NI weekly papers: Baths and a Stockdale snap
The memory of Jacob Stockdale scoring the only try in Ireland's pulsating victory over New Zealand last weekend will live long in the memories of Irish rugby fans.
As the Fermanagh Herald reports, one photographer captured what may become the most iconic image of the try.
Enniskillen snapper Tommy Dickson was perched on the walkway that wraps around Dublin's Aviva Stadium.
His picture shows winger Stockdale stretching for the line with two All Black defenders draped over him.
"I was sent up to get something different and I got lucky," Mr Dickson modestly told the Herald.
The paper says that the picture was splashed across the front page of the Irish Times and was shared all over social media.
"Viking crime" features in this week's Fermanagh Herald, as it reports on a spate of burglaries and thefts in rural and border areas of the county, including a break-in at a Kinawley church.
"There is a new trend in crime at the moment. There seems to be travelling gangs," said councillor Thomas O'Reilly, a member of the policing and community safety partnership.
"They just make raids like the old Vikings.
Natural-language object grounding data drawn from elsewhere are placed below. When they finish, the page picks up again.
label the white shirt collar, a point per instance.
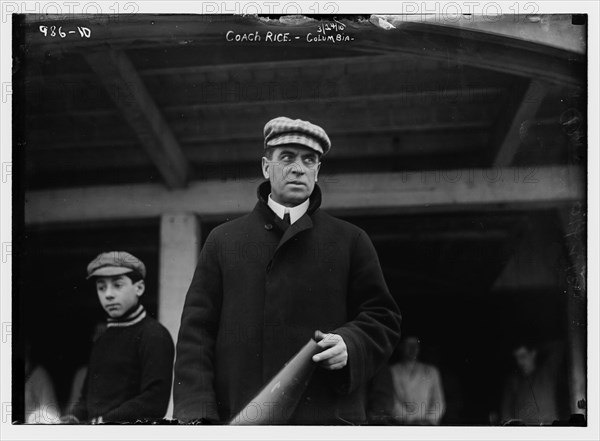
(295, 212)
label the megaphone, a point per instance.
(276, 402)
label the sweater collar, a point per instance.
(135, 316)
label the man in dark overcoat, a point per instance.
(267, 282)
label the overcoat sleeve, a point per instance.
(374, 328)
(193, 389)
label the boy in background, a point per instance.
(131, 364)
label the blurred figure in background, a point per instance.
(418, 393)
(408, 392)
(41, 406)
(534, 394)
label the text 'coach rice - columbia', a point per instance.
(284, 295)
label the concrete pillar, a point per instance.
(575, 288)
(179, 248)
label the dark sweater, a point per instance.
(130, 372)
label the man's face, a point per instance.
(118, 294)
(525, 359)
(292, 171)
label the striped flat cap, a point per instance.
(115, 263)
(283, 130)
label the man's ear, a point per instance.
(265, 167)
(140, 287)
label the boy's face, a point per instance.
(118, 294)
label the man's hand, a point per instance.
(69, 419)
(335, 352)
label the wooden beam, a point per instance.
(523, 104)
(507, 188)
(120, 79)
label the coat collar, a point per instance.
(264, 189)
(304, 223)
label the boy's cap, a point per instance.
(115, 263)
(283, 130)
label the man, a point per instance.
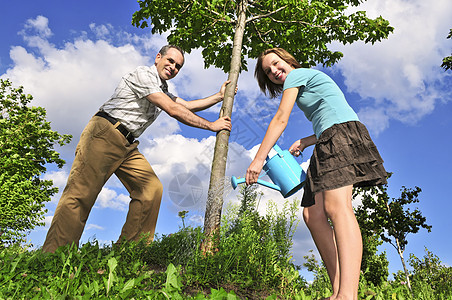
(107, 146)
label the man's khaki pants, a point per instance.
(102, 151)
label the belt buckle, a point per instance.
(129, 134)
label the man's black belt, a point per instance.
(127, 134)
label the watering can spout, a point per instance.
(284, 171)
(236, 181)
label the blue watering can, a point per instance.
(285, 172)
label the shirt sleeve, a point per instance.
(142, 82)
(296, 78)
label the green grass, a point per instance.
(253, 262)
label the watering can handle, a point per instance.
(235, 182)
(281, 153)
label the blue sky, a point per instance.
(71, 54)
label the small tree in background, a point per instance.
(391, 219)
(447, 61)
(26, 146)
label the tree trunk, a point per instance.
(407, 275)
(216, 186)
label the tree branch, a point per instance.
(266, 15)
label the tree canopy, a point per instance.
(303, 28)
(26, 147)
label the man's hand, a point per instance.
(223, 123)
(223, 89)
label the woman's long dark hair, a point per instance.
(265, 84)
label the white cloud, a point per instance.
(109, 198)
(401, 74)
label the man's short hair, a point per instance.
(167, 47)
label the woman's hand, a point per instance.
(301, 144)
(255, 168)
(296, 148)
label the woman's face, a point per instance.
(275, 68)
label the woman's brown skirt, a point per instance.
(343, 155)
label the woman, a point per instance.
(344, 156)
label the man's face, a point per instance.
(168, 65)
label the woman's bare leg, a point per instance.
(323, 236)
(339, 210)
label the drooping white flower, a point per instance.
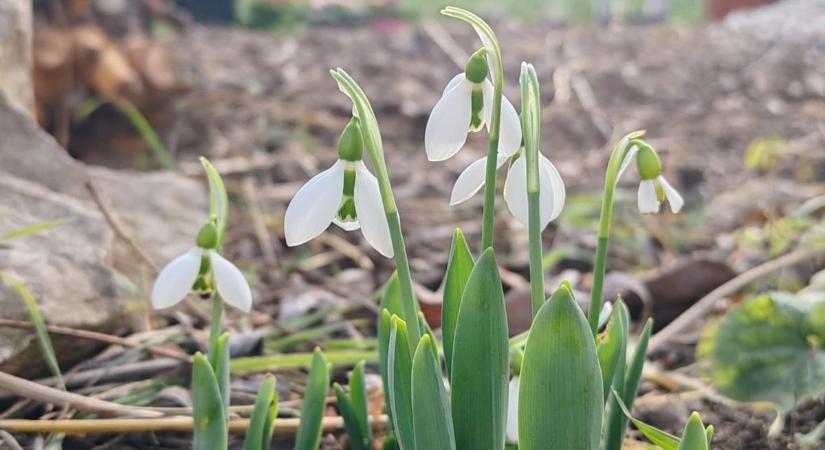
(346, 194)
(201, 268)
(511, 430)
(653, 188)
(467, 105)
(551, 193)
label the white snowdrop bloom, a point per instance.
(198, 269)
(511, 430)
(346, 194)
(467, 105)
(653, 188)
(551, 193)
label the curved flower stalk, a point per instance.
(493, 57)
(653, 189)
(467, 106)
(371, 136)
(201, 269)
(346, 194)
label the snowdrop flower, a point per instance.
(199, 269)
(346, 194)
(511, 430)
(467, 105)
(654, 188)
(551, 194)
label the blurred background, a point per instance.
(131, 93)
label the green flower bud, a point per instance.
(476, 68)
(207, 236)
(647, 161)
(350, 145)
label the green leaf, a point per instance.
(357, 440)
(298, 360)
(610, 347)
(218, 199)
(210, 428)
(31, 229)
(259, 433)
(656, 436)
(358, 395)
(480, 369)
(391, 296)
(431, 409)
(766, 349)
(616, 422)
(40, 330)
(694, 437)
(400, 384)
(313, 405)
(459, 267)
(219, 360)
(560, 396)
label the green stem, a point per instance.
(215, 323)
(375, 148)
(617, 156)
(531, 128)
(488, 38)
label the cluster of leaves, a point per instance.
(770, 349)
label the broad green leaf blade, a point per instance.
(313, 405)
(219, 361)
(358, 395)
(459, 267)
(36, 319)
(357, 440)
(694, 437)
(616, 422)
(259, 431)
(560, 397)
(218, 198)
(762, 351)
(610, 348)
(207, 407)
(400, 384)
(656, 436)
(298, 360)
(480, 369)
(32, 229)
(431, 409)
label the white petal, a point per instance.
(648, 201)
(176, 279)
(552, 192)
(510, 132)
(230, 282)
(515, 190)
(314, 205)
(349, 225)
(472, 179)
(512, 411)
(673, 197)
(370, 211)
(627, 160)
(449, 123)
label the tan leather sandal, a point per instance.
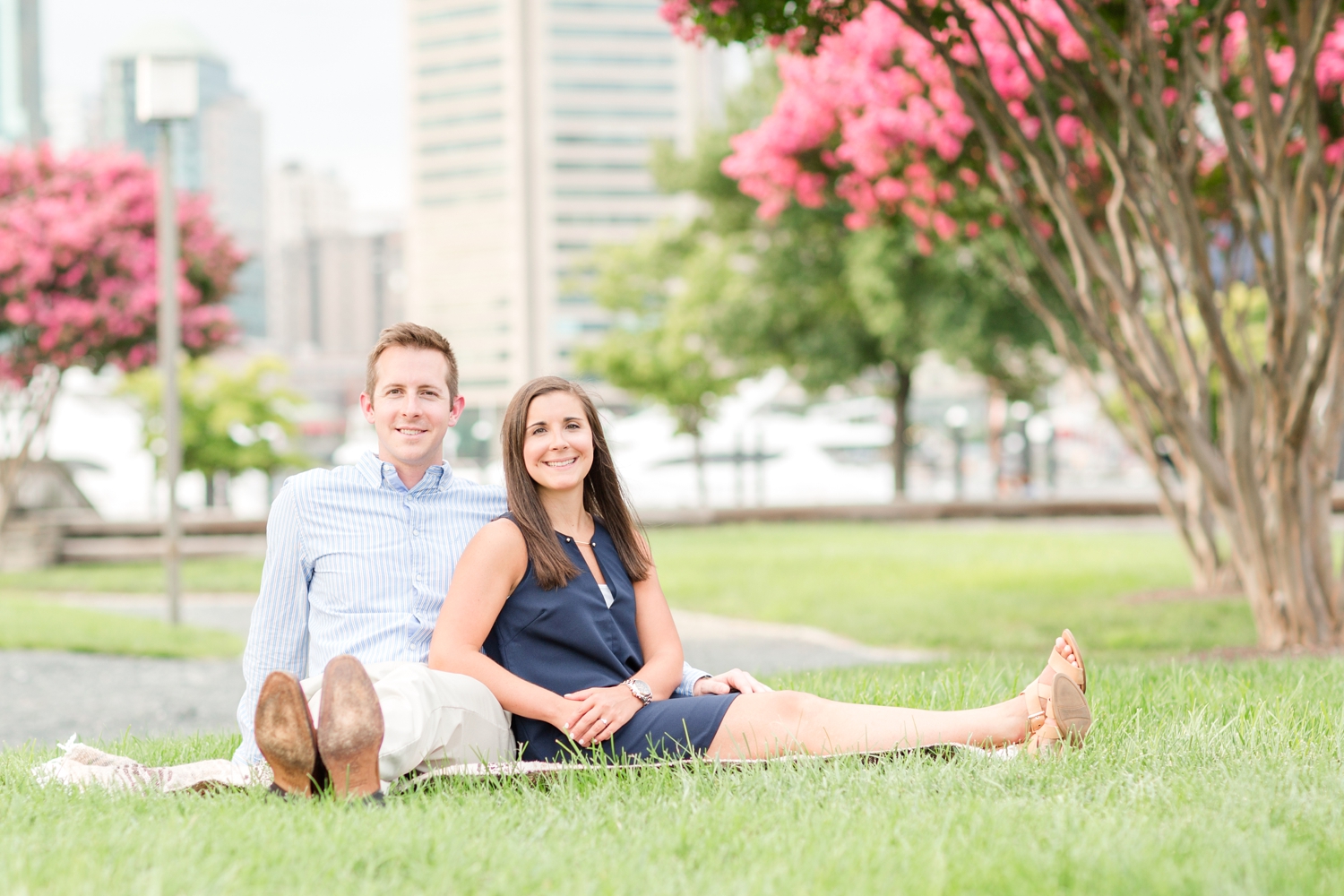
(1038, 692)
(1067, 719)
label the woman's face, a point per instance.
(558, 443)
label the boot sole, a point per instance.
(349, 728)
(284, 731)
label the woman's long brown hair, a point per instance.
(602, 493)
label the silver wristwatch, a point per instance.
(640, 689)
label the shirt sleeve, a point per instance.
(690, 675)
(279, 634)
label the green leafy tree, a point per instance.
(804, 292)
(659, 349)
(230, 422)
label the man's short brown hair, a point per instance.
(411, 336)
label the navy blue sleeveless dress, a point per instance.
(569, 638)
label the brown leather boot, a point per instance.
(284, 729)
(349, 728)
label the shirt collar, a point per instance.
(381, 473)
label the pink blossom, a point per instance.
(78, 263)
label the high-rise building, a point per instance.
(531, 124)
(21, 74)
(218, 152)
(332, 282)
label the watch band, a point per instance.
(640, 689)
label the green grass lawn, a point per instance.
(1199, 778)
(960, 587)
(37, 625)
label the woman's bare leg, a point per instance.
(781, 721)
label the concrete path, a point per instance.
(47, 696)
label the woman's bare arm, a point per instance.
(491, 567)
(659, 640)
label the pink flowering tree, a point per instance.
(1175, 167)
(78, 281)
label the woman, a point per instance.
(556, 608)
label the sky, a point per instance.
(328, 74)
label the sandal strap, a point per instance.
(1062, 667)
(1038, 704)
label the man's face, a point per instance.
(410, 408)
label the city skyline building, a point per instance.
(21, 74)
(333, 282)
(220, 152)
(531, 126)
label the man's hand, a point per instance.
(730, 680)
(596, 713)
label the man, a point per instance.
(358, 562)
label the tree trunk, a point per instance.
(24, 414)
(1254, 403)
(701, 487)
(900, 449)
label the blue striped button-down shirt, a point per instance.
(358, 563)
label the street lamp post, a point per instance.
(167, 90)
(956, 419)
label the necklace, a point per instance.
(586, 544)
They arrive in an area and they rob anything in front of them."
Calls for changes to the A1 dual carriageway receives widespread coverage in the Newry Democrat.
Paul Hughes, whose son, Peter, and two friends were killed on the road in 2015, has criticised politicians over what he says is their silence over the "notorious" road.
"Our politicians are content to ignore the real life carnage that is happening so frequently on this 20-mile stretch of road," Mr Hughes said.
Meanwhile, a petition started by Ciara Sands, whose boyfriend, Karl Heaney, died in a crash on the road in May, has gathered thousands of signatures.
The petition calls for the completion of road improvements on the A1.
The paper also reports that Newry, Mourne and Down District Council is seeking development proposals for the historic Warrenpoint Baths.
The Baths were opened in 1907 and featured a saltwater swimming pool, later converted into a boating pool.
"Globe-trotting civic leaders" makes headline news in the Antrim Guardian.
The Guardian says that Antrim and Newtownabbey Borough Council paid for 17 tickets at £1,000 a time for a trip to sister city Gilbert, Arizona.
"Of course, that does not cover meals, but that's what expenses are for," the paper adds.
In response, Mayor Paul Michael said the trade mission will more than pay for itself, predicting that it will net $1m (£780K)in investment.
A picture inside the Mid Ulster Mail shows Ballinderry toddler Charlie Ferris sitting beside some of the casts he has worn to correct a spinal curve.
Charlie, who has infantile scoliosis, has been receiving treatment in the US which is unavailable through the NHS.
His mother, Donna, says the curve in Charlie's spine is now down to six degrees after 14 trips to Shriner Hospital in Philadelphia over the last 30 months.
Since setting up a social media page about Charlie, Donna says she has been contacted by people from all over the world, including a mother from Omagh, who followed her advice and took her child to the US for treatment.
Other medical news in the paper is not so positive, as it reports that only 11.9% of patients referred for an urgent breast cancer assessment in the Northern Trust were seen within 14 days.
Councillor Trevor Wilson says the figure "is not good enough".
In County Londonderry, the Coleraine Chronicle says there are hopes that a new £25.5m Northern Regional College campus in the town could be the "catalyst for economic growth and regeneration".
Mel Higgins, the college's chief operating officer, told a public meeting it will have the equivalent of 1,300 full-time students and 180 staff.
"The new campus will also create employment opportunities for construction and provide revenue for the town centre," he said.
Meanwhile, Causeway and Glens Council is seeking funding for the £500,000 development of a walking trail at the Magheracross beauty spot between Portrush and Bushmills.
Plans were unveiled at the council's leisure and development meeting.
Dirty syringes and fake licences
A stark warning has been issued to parents after dirty syringes, suspected of being used for drug taking, were found in a Portadown estate.
According to the Portadown Times, the Edgar Residents Association told parents they should warn their children of the dangers of lifting syringes.
The discovery has also prompted an appeal for drug users to "wise up" as they are not only putting themselves at risk, but risking the safety of others too.
The Times has a story on a Craigavon Court judge who has hit out at the number of people using fake driving licences.
District Judge, Bernie Kelly, said she will "start sending people to prison" for the offence.
She made the comments during a case last Friday at Craigavon Magistrates Court.